First, solve the bottleneck that everyone else has accepted. The AI industry has spent a decade obsessing over compute—more transistors, more cores, more matrix multipliers. It has spent almost no time rethinking cooling. The result is a thermal bottleneck that is now the single greatest constraint on AI performance. Frore identified a problem so fundamental that the entire industry had learned to work around it rather than solve it. The most valuable companies are often not the ones that build the thing everyone wants, but the ones that remove the thing that prevents the thing everyone wants from working properly.
Second, apply advanced manufacturing techniques to "boring" problems. Cooling has been a commodity because it has been built using commodity processes. Frore applied semiconductor-grade fabrication to the coldplate, transforming a piece of machined metal into a precision instrument. The lesson is transferable: in any industry, the application of a more sophisticated manufacturing or design methodology to a component that has been treated as commodity can unlock enormous value.
Third, the infrastructure layer is where durable value lives. Nvidia's GPUs are extraordinary, but they are a product category subject to intense competition, shifting architectures, and the ever-present threat of commoditization. The thermal management layer that keeps those GPUs running is, by contrast, a necessity that no chip architecture can eliminate. Infrastructure businesses are harder to build but harder to displace.
The Road Ahead
Frore's valuation will face tests. The liquid cooling market is attracting capital and competition, and the incumbents—traditional thermal management companies with decades of relationships in the data center industry—are not standing still. The company's ability to scale its manufacturing operations to meet hyperscaler demand will determine whether the unicorn valuation translates into a durable business. And Nvidia's Kyber platform, while a massive opportunity, also represents a moving target; chip architectures change, and cooling solutions must change with them.

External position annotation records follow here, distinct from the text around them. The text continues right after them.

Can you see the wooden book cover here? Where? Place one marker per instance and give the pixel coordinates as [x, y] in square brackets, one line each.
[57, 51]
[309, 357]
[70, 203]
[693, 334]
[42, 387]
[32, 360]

But the direction of travel is clear. AI is getting hotter. The physics of heat transfer are not subject to Moore's Law. The gap between what chips can compute and what cooling systems can handle is widening, and Frore is positioned directly in that gap. The company that started with piezoelectric air coolers for smartphones is now building the thermal infrastructure of the AI era. The chip is the hero. The cooling is no longer the janitor. The cooling is the foundation.